Sauf qu'aucune évaluation empirique de l'éclatement de la société n'est jamais fournie, et le postulat de la tour de babel est et reste un double postulat : qu'avant la société avait des références partagées, et qu'aujourd'hui elle en a de moins en moins. Ca reste à prouver.

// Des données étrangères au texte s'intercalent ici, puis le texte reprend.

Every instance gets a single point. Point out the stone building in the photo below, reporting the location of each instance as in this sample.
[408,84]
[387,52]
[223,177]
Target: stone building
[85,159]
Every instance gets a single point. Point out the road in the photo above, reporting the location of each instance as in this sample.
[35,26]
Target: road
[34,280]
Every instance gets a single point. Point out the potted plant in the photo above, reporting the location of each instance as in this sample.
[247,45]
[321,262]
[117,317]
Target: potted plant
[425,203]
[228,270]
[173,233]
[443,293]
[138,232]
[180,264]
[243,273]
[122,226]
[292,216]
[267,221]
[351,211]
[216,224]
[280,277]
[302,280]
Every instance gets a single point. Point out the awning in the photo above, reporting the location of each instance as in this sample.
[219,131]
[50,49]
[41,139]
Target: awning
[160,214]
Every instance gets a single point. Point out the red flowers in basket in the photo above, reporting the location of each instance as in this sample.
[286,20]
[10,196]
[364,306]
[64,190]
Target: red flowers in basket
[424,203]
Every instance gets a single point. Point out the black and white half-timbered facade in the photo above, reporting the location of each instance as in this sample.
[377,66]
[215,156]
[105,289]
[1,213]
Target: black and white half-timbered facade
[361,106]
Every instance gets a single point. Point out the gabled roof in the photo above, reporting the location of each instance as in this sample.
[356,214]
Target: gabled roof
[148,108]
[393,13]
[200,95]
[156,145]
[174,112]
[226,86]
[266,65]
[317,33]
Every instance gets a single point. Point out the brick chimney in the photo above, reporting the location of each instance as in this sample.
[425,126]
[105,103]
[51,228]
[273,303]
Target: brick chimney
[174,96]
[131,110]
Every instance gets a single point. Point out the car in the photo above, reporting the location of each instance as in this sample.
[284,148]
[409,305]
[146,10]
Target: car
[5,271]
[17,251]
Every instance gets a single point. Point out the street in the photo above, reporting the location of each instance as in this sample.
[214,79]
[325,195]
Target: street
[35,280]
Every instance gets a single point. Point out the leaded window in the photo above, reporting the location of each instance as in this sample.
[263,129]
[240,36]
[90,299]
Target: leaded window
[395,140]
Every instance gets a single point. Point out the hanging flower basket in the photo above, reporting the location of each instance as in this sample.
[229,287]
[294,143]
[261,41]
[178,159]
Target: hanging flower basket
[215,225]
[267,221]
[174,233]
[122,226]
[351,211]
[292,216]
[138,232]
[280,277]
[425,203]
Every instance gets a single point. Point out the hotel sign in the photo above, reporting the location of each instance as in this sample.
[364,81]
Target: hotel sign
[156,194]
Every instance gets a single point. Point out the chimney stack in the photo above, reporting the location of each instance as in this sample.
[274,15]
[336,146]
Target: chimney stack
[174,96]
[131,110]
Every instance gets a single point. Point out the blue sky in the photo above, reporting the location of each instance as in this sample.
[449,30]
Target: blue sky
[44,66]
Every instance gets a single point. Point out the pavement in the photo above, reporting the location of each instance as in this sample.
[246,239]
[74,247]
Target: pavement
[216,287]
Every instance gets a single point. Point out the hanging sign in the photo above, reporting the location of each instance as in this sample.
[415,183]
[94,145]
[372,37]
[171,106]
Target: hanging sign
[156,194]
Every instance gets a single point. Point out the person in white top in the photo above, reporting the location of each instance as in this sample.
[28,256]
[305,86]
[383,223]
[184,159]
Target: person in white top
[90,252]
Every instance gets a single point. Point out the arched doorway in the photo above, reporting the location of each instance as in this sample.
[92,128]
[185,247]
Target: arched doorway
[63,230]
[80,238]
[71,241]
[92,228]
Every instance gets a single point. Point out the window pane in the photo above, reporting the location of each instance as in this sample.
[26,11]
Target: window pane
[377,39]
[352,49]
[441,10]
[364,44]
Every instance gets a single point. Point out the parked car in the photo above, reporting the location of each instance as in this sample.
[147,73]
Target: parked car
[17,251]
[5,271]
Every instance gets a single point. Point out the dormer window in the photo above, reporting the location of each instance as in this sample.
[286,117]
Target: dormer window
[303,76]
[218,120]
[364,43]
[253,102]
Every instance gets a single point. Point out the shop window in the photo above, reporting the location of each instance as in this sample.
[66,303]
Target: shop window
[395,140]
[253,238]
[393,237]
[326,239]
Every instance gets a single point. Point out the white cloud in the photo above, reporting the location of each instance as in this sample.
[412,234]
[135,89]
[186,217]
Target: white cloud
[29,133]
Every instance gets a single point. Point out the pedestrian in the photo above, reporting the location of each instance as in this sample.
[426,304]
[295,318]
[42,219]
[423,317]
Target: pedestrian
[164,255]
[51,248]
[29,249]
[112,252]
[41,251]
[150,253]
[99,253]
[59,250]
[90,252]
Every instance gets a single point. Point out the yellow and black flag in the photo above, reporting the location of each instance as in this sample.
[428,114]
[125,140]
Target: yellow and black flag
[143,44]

Et quand bien même on serait convaincu par les très rares éléments empiriques fournis par Wolton, reste l'aporie : s'il faut faire une culture généraliste, à qui en confier la réalisation ? S'il faut la confier au marché - ce que ne pense pas Wolton - cela existe déjà, c'est TF1 ; et sinon, il faut la confier à des élites éclairées chargée d'une mission d'intérêt public, qui sauront mieux que quiconque ce dont on réellement besoin les gens comme culture, et freiner les offres concurrentielles trop "vulgaires" : au mieux, France inter et Arte pour tous, au pire, un doux retour à l'ORTF.
Il n'est pas très surprenant, à cet égard, que D. Wolton se soit adjoint Stéphane Paoli, qui fit office pendant de longues années de prêcheur républicain sur les ondes publiques.